The other important point to remember about resolution is that image resizing must be down in the backend. This means, either resize the images using an image editing program on your computer or use some type of web application to dynamically resize the images on the server, prior to sending them to the web browser.

But never upload a large image and then use HTML code to scale it. When users visit a site with an 1200×1020 image scaled to 350×220, for example, their browser will still have to download the full size image. If you reduce the size prior to uploading, however, they will download a much smaller file.

3) Bit Depth

Bit depth essentially refers to the number of colors an image uses. 1-bit is for monochrome pictures (i.e. black and white). 8-bit uses 256 colors16-bit uses 65,536 colors, and 24-bit images can have up to 16,777,216 colors.

For images other than photos, particularly those used to enhance your design in simplistic ways (i.e. rounded corners of a box or button backgrounds), use 8-bit PNG files. Most image editing software, including Photoshop, has support for indexed PNG files. You can also further compress the files with software that is specifically designed to create smaller PNGs, like pngnq.

Use Images Sparingly

One common mistake of inexperienced web designers is to use images when they are not actually necessary. A divider with a solid color background and a shadow, for example, does not need to be an image.

Modern browsers support CSS techniques that will allow you to accomplish the same goal with minimal code and no images. Future versions of HTML and CSS will support even more complex rendering to produce effects like gradients and SVG graphics and animations.

There are times when images are simply necessary, and you should save your bandwidth for those instances. Once you have created a site, add up the bytes used by images on a single page.
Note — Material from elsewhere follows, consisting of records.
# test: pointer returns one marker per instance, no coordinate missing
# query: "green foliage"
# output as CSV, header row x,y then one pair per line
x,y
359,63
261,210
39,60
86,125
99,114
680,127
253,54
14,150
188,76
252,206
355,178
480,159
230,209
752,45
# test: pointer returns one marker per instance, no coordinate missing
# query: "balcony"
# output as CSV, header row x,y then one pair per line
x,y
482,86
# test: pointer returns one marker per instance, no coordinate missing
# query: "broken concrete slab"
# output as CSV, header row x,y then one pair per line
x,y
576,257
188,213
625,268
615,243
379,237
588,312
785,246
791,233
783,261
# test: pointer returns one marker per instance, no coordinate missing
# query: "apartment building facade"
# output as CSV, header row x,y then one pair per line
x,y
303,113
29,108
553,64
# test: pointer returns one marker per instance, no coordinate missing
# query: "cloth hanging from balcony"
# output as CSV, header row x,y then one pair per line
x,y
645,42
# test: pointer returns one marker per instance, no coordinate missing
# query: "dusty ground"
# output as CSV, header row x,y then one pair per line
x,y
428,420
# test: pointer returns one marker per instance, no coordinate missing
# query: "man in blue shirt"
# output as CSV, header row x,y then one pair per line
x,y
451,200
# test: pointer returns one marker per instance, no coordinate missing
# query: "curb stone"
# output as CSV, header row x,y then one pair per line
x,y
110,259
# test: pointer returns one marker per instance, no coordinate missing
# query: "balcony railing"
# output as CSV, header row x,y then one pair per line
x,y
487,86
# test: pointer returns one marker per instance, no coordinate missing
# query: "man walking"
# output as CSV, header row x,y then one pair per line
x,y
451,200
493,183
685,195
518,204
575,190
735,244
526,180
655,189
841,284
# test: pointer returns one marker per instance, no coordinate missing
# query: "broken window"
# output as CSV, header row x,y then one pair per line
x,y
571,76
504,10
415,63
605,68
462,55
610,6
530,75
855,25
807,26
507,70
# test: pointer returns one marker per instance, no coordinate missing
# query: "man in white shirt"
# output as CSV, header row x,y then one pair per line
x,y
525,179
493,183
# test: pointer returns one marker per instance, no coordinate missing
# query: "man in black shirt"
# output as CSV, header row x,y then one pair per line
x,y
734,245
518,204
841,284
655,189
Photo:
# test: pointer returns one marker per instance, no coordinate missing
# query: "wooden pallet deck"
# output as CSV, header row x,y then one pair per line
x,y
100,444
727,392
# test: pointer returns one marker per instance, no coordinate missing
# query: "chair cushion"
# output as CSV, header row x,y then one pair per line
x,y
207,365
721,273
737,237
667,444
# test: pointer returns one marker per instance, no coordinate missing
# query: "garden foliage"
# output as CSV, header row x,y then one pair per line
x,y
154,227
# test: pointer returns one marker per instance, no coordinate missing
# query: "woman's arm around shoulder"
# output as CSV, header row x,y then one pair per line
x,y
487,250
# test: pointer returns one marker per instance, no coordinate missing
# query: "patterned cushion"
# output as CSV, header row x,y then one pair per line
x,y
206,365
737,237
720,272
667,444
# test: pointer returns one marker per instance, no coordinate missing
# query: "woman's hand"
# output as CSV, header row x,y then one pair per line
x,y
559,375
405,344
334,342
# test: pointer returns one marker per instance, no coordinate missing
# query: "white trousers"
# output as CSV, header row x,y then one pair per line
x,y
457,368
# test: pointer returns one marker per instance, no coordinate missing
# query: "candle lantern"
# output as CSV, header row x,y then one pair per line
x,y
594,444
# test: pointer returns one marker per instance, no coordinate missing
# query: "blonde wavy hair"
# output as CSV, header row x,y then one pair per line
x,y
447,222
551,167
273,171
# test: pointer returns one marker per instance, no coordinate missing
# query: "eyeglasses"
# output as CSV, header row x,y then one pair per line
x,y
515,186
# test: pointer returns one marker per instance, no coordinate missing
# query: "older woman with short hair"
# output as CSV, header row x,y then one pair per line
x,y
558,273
Add that number to the HTML and CSS file sizes to see how much a user will have to download to access one page of your site. Hopefully, the number will be small.

By carefully preparing the images you use on your website and using images sparingly, you can ensure that your site’s visitors will get the best experience possible. When website visitors view a clean, fast-loading, accessible website, they are more likely to return and use the site again. That is better for you, your clients, and your wallet.